Take a drive, away from the noise of the city and into the Washington country. Not too far lies an ornament of history. 15 minutes from I-5 and only 30 minutes from Vancouver, the roads to Cedar Creek Grist Mill are Sunday-drive perfect — windy, sleepy and nestled in the shadows of hazy hills and mountains. These roads know the way to the best-kept secrets and lead to wondrous surprises seen only in coffee table books. The Cedar Creek Grist Mill is one of those rare treats, a jewel at the narrow of Cedar Creek Gorge, and is a fine example of architecture that is most beautifully experienced in person.
Cedar Creek Grist Mill History
Built in 1876, the originally named “Red Bird Mill” served as a producer of flour, cornmeal and livestock feed for neighboring farmers. Changing hands and with the times, the mill had many roles serving as a blacksmith shop, machine shop, apartment and even an entertainment venue for music and dancing. A European style turbine developed in the 1840’s, known as the Leffel turbine, is still in use at Cedar Creek Grist Mill today and can power up to 600 cubic feet of water per minute at full potential.

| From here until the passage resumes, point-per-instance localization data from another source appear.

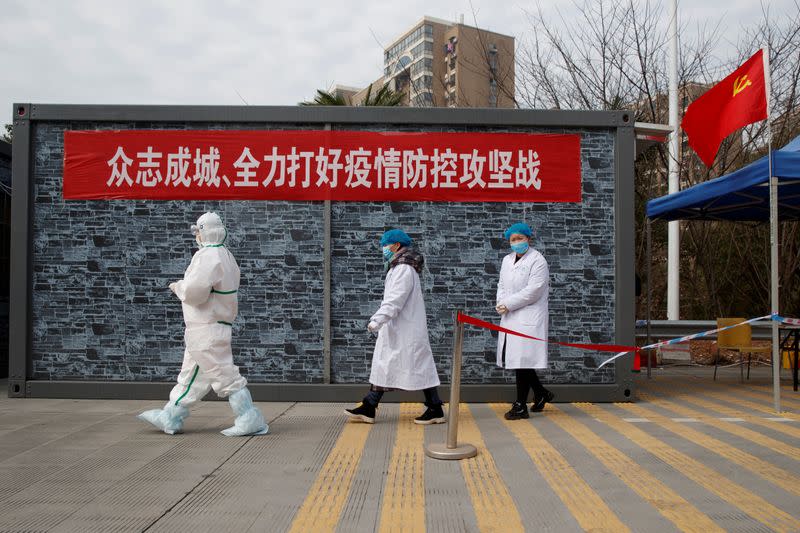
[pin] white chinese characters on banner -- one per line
(332, 168)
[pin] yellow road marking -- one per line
(325, 501)
(758, 466)
(583, 502)
(713, 404)
(711, 480)
(669, 503)
(495, 510)
(403, 506)
(729, 427)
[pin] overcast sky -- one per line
(271, 52)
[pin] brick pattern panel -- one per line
(102, 309)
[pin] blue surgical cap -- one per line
(396, 235)
(519, 227)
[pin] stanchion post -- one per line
(451, 449)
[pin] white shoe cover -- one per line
(249, 420)
(169, 420)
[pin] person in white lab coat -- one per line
(522, 294)
(402, 358)
(208, 292)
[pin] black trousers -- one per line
(432, 399)
(527, 380)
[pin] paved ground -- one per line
(690, 455)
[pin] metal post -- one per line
(326, 288)
(649, 286)
(673, 227)
(451, 449)
(773, 243)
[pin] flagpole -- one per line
(673, 227)
(773, 241)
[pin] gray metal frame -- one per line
(22, 249)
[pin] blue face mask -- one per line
(520, 247)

Upstream, a 650-foot flume funnels water directly down to the intake, allowing the mill to be completely powered by hydroelectricity. The restoration focused on keeping the authenticity and is impeccable considering the number of owners and weathering it has endured. Though the mill is functional, it is now operating as a working museum and special events venue made possible by devoted volunteers and non-profit “The Friends of the Cedar Creek Grist Mill”.
Visiting The Mill
The business of the mill may have struggled throughout its life, but an appreciation and respect of the structure itself is apparent in the efforts to maintain the magic it holds in its bones. The restored covered bridge before the mill entrance is a stunning surprise crossing over the rushing, cold creek and passes right through the moss-covered trees. A pedestrian path runs along the bridge leading visitors to the opposite side of the creek where a small trail and picnic table area allows for the most picturesque, daydream-inspiring view.

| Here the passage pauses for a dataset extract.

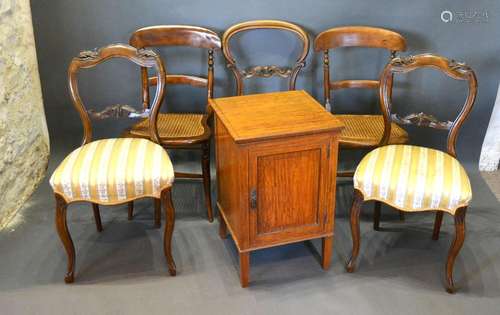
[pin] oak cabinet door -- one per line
(287, 190)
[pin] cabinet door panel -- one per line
(288, 190)
(288, 184)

Cedar Creek Grist Mill is a historical gift to the Washington countryside. Stepping inside the great, dim room smelling of wood and freshwater stream, you can almost hear the clanging of old blacksmith tools and laughter of the social events from not so long ago. Take a drive and feel like a part of a story or scene from an old favorite movie. Bring a bit of history home in a bag of flour, cornmeal, or recipes gifted by the devoted volunteers. Make a trip in the Summer to taste strawberry shortcake, or venture out in October to take part in the crushing of apples for cider accompanied by the sounds of bluegrass music. And remember to take pictures — lots of pictures — the mill is quite the muse.